I biglietti spiccati non bastano a pagare la metà dei concerti
Fanno quasi tenerezza. A Riccione, l’abbiamo raccontato ieri, si sono scannati in Consiglio comunale per la chiusura dell’Istituzione culturale. Un ente che in soldi vivi – cioè, da investire in eventi culturali – vale (al 2016) 390mila euro. In prospettiva riminese, 390mila euro sono pop corn. Prendiamo la Determinazione dirigenziale n. 1583, che comincia a sancire gli impegni di spesa per la Sagra Malatestiana. Hanno speso, d’un botto, 361.151 euro. In totale, leggiamo, la “parte delle risorse a carico del Comune di Rimini” è di 557.144 euro. Il resto dei soldi, per arrivare alla spesa completa, monstre (nel 2016 il “totale uscite” era di 1.445.798 euro), vengono pressoché tutti dal pubblico (Stato, tramite Fus, Regione etc.) e da qualche sponsor (nel 2016 per una cifra di 247.980 euro, comunque neppure in grado di sostenere il prezzo dei “concerti sinfonici” che sono il clou della Sagra). La Determinazione citata stabilisce la spesa per il concerto dell’Orchestra Academy of St. Martin in the Fields (60mila euro), dell’Orchestra dell’Accademia Nazionale Santa Cecilia (83.820 euro) e quello della Filarmonica di San Pietroburgo (97.500 euro). Tre concerti dei cinque previsti in programma. L’ospitalità costa quel che deve (5.499 euro), ma a spiccare sono due dati. Intanto: i ricavi dei biglietti staccati nel 2016 (210.552 euro) non bastano a pagare 3 dei 5 concerti sinfonici previsti. Poi: sapete cosa costa più di tutto, perfino più delle filarmoniche di grido? Il noleggio dell’Auditorium del Palacongressi. Italian Exhibition Group Spa si piglia, per l’affitto della sala “dal 31 agosto al 15 settembre 2017” 109.800 euro. Che è anche un modo, per il Comune di Rimini, di pagare se stesso. Il Comune infatti – badate al gioco di scatole cinesi – tramite Rimini Holding Spa – controllata direttamente dal Comune – e tramite Rimini Congressi srl – detenuta al 38,42% da Rimini Holding, dati 2016 – che detiene l’8,92% di Rimini Fiera Spa che è diventata Italian Exhibition Group Spa. Ad ogni modo, comunque giri le scatole – che ci fanno girare le scatole – il conto è salato.
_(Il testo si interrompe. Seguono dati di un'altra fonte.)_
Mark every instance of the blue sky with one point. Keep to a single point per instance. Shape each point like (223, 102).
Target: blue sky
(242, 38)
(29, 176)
La cultura è mia e me la tengo io. Regalate un posto ai riminesi!
Due riflessioni. Guai a toccare la Sagra Malatestiana. C’è stato perfino Ezra Pound, con Olga Rudge, era il settembre del 1963 e la Sagra si faceva nel Tempio Malatestiano. Occorre, però, rivederne la strategia, in previsione del varo del neo Teatro ‘Galli’ – ribattezzato Teatro ‘Gnassi’. Il Comune di Rimini, infatti, caso rarissimo di impenitente stalinismo culturale, tiene i gioielli della cultura per sé. Gli uffici comunali preposti partoriscono sia il programma della stagione teatrale – a proposito, da ulteriore determina, la n. 1578, sappiamo che il prossimo 23 ottobre al Novelli arriva Giorgio Panariello, si occupa di tutto la solita Pulp Concerti Srl, quanto pagano i riminesi non si sa – che quello della Sagra Malatestiana. Ma quando il super dirigente Giampiero Piscaglia, un volpone della cultura, andrà in pensione – manca poco – cosa facciamo? Tocca cominciare a pensare in grande, per tempo, perché Rimini non resti quel luogo dove c’è la Notte Rosa e poi, forse, c’è pure un teatro. Scegliere un direttore artistico? Fondare una fondazione? Quel che vi pare, purché non sia una gestione ‘in casa’, che è eticamente sbagliata – il Comune dice cosa è buono&giusto in cultura: ma scherziamo? – e pure economicamente dannosa (tra “compenso lordo del Direttore artistico”, 24.640 euro, e cifre varie, il “totale personale” pagato per fare la Sagra, dati 2016, è di 275.661 euro). Purché, appunto, il Comune non pensi la cultura come cosa propria, privata, ma di tutti. Intanto, visto i costi della Sagra, tra cachet artisti e personale, che grava sulle spalle dei riminesi – che sono quelli che pagano lo stipendio ai dipendenti pubblici al Sindaco e a tutto il corteo – direi che un biglietto gratis per i residenti a Rimini è il minimo.